Keberagamaan Bangsa Uighur Di Bawah Rezim Cina
Dalam konstutusi Cina, agama bukanlah hal yang penting karena dianggap hanya menyangkut ranah privat. Ekspresi keberagamaan tidak boleh kentara di ruang publik. Pemerintah bisa dikatakan tidak peduli terhadap agama kecuali nilai-nilai dari sebuah agama menguntungkan politik atau negara. Akibat dari sikap pemerintah ini adalah kesulitan muslim Cina termasuk bangsa Uighur untuk menjalankan agama secara bebas.
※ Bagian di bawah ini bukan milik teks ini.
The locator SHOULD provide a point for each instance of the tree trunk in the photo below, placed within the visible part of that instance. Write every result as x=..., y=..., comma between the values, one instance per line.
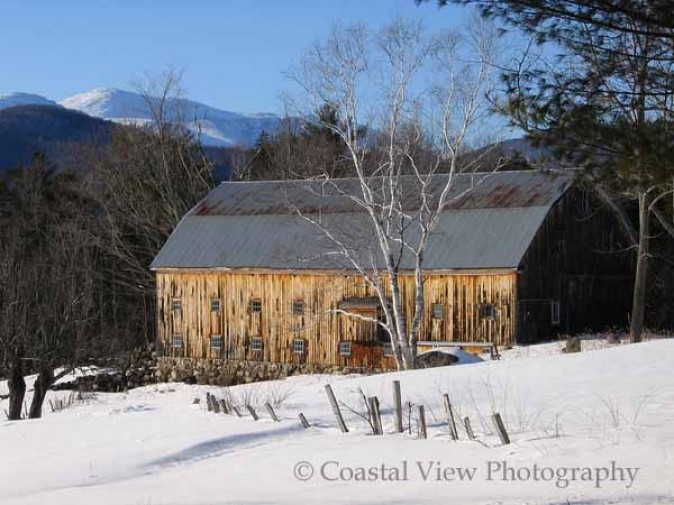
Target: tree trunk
x=637, y=321
x=17, y=391
x=44, y=380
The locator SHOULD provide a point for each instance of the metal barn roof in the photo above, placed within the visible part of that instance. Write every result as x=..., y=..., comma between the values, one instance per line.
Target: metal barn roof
x=489, y=223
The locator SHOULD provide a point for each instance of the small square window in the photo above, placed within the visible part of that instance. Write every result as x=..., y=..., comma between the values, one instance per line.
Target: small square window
x=555, y=312
x=488, y=311
x=345, y=348
x=298, y=346
x=256, y=344
x=298, y=307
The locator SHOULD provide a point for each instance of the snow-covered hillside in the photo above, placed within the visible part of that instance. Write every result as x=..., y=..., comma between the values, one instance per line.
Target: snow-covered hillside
x=14, y=99
x=590, y=428
x=216, y=127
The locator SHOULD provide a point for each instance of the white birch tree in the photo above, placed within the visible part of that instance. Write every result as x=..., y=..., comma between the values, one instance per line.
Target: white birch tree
x=408, y=106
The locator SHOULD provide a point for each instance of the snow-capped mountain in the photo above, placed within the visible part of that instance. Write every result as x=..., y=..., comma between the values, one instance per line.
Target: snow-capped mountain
x=216, y=127
x=16, y=99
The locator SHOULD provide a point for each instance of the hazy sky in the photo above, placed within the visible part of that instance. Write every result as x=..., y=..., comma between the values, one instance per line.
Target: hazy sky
x=233, y=52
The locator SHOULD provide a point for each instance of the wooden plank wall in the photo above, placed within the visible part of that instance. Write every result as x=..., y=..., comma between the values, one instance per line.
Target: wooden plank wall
x=460, y=295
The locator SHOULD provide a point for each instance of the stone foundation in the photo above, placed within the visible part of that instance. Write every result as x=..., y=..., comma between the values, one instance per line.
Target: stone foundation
x=143, y=366
x=219, y=372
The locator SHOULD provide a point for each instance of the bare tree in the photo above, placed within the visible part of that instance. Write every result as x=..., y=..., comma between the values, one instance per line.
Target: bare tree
x=145, y=180
x=406, y=105
x=46, y=282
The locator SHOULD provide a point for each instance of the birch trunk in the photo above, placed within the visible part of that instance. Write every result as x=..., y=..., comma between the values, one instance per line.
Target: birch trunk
x=42, y=384
x=17, y=391
x=639, y=294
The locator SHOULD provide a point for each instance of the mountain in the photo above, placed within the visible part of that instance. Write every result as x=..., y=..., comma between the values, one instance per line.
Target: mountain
x=26, y=129
x=15, y=99
x=216, y=127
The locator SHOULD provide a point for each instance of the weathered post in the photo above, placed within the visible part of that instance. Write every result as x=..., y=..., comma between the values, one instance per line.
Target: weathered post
x=469, y=428
x=422, y=423
x=304, y=421
x=398, y=407
x=270, y=409
x=335, y=409
x=376, y=415
x=450, y=418
x=500, y=428
x=252, y=412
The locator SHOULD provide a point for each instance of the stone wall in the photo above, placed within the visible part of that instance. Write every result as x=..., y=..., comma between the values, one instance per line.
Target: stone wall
x=143, y=366
x=231, y=372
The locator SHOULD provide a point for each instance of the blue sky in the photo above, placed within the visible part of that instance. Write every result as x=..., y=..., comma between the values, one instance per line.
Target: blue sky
x=233, y=52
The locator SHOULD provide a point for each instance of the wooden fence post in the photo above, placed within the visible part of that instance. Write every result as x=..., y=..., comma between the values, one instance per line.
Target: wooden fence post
x=450, y=418
x=304, y=421
x=376, y=415
x=335, y=409
x=500, y=428
x=252, y=413
x=270, y=409
x=398, y=407
x=469, y=428
x=422, y=423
Ada semacam upaya sistematis dari pemerintah yang berupaya untuk mengikis semangat keberagamaan bangsa Uighur. Di antaranya adalah kapitalisasi dan industrialisasi yang menuntut pekerja Muslim untuk bekerja esktra dengan disiplin tinggi sehingga kesulitan untuk melaksanakan shalat. Kebijakan terikini yang diterapkan pemerintah Cina berupa kamp-kamp indoktrinasi dianggap semakin membatasi muslim Uighur dalam menjalankan agamanya. Kamp yang oleh pemerintah Cina sebagai “Pendidikan Vokasi” ini disebut-sebut berbagai media sebagai kamp indoktrinasi yang tujuan utamnya untuk menghilangkan identitas bangsa Uighur dan melakukan sinifikasi.